Padahal, sebelumnya KPK yang menyarankan Kementerian Dalam Negeri menggandeng LKPP sebagai pendamping dalam proyek beranggaran Rp 5,6 triliun itu.
Menurut Pringgo, keputusan untuk tidak mengikuti saran LKPP dalam proyek tersebut merupakan instruksi dari terdakwa, Sugiharto, yang saat itu menjabat sebagai Pejabat Pembuat Komitmen (PPK).
"PPK minta lelang digabung, ya kami laksanakan. Tidak tahu alasannya apa, tapi nota dinas seperti itu," kata Pringgo saat dihadirkan dalam sidang lanjutan perkara E-KTP di Pengadilan Tipikor Jakarta, Jalan Bungur Besar Raya, Jakarta Pusat, Kamis (13/4).

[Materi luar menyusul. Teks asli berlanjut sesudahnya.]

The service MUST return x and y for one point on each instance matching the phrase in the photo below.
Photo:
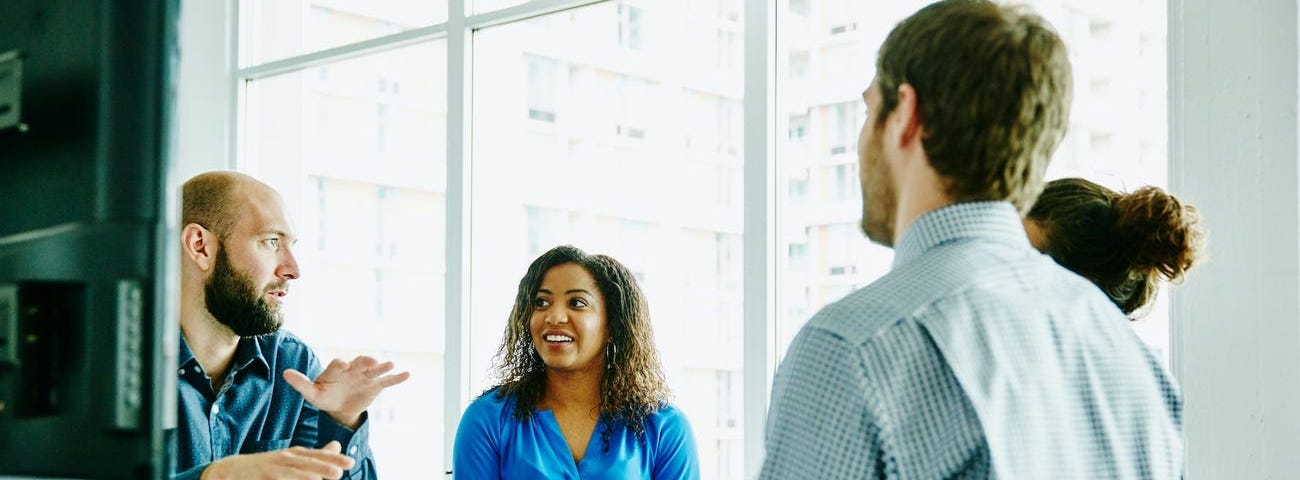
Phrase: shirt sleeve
(675, 454)
(193, 474)
(819, 424)
(475, 454)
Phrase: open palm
(345, 389)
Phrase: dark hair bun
(1165, 234)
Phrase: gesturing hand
(345, 389)
(294, 462)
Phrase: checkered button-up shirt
(974, 357)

Sebelum lelang dilakukan, pihaknya menggelar rapat di Kementerian Dalam Negeri. Rapat itu dihadiri oleh Ketua LKPP, Agus Rahardjo, yang kini menjabat sebagai Ketua Komisi Pemberantasan Korupsi (KPK).
Dalam rapat itu, menurut Pringgo, LKPP menyarankan agar proyek pekerjaan yang akan dilelang tidak dijadikan satu paket. Tujuannya untuk mempermudah pelaksanaan lelang.
"Tapi saya dengar ada masukan bahwa kalau dipisah, nanti tidak terintegtrasi. Memang barang bisa dibeli semua, tapi nanti bisa salah, bisa enggak connect," ujar Pringgo.
LKPP merekomendasikan agar sembilan lingkup pekerjaan dalam proyek E-KTP tidak digabungkan, karena peluang kegagalan dalam proses pemilihan dan pelaksanaan pekerjaan sangat besar. Hal itu berpotensi menimbulkan kerugian negara, serta akan menghalangi kompetisi dan persaingan sehat.Dalam kenyataannya sembilan paket pekerjaan itu tetap digabungkan dalam proses lelang.
Agus Rahardjo juga mengaku bahwa LKPP saat itu mundur dari pendampingan proyek lantaran sarannya tidak diikuti oleh panitia pengadaan.
Agus menyebut ada beberapa saran yang diberikan yaitu tentang tender yang harus menggunakan e-procurement dan pekerjaan dipecah menjadi beberapa paket. Paket-paket itu meliputi antara lain pembuat sistem sebagai integrator, paket kartu dan chip, paket PC, paket kamera, paket finger print identification, paket pembaca retina.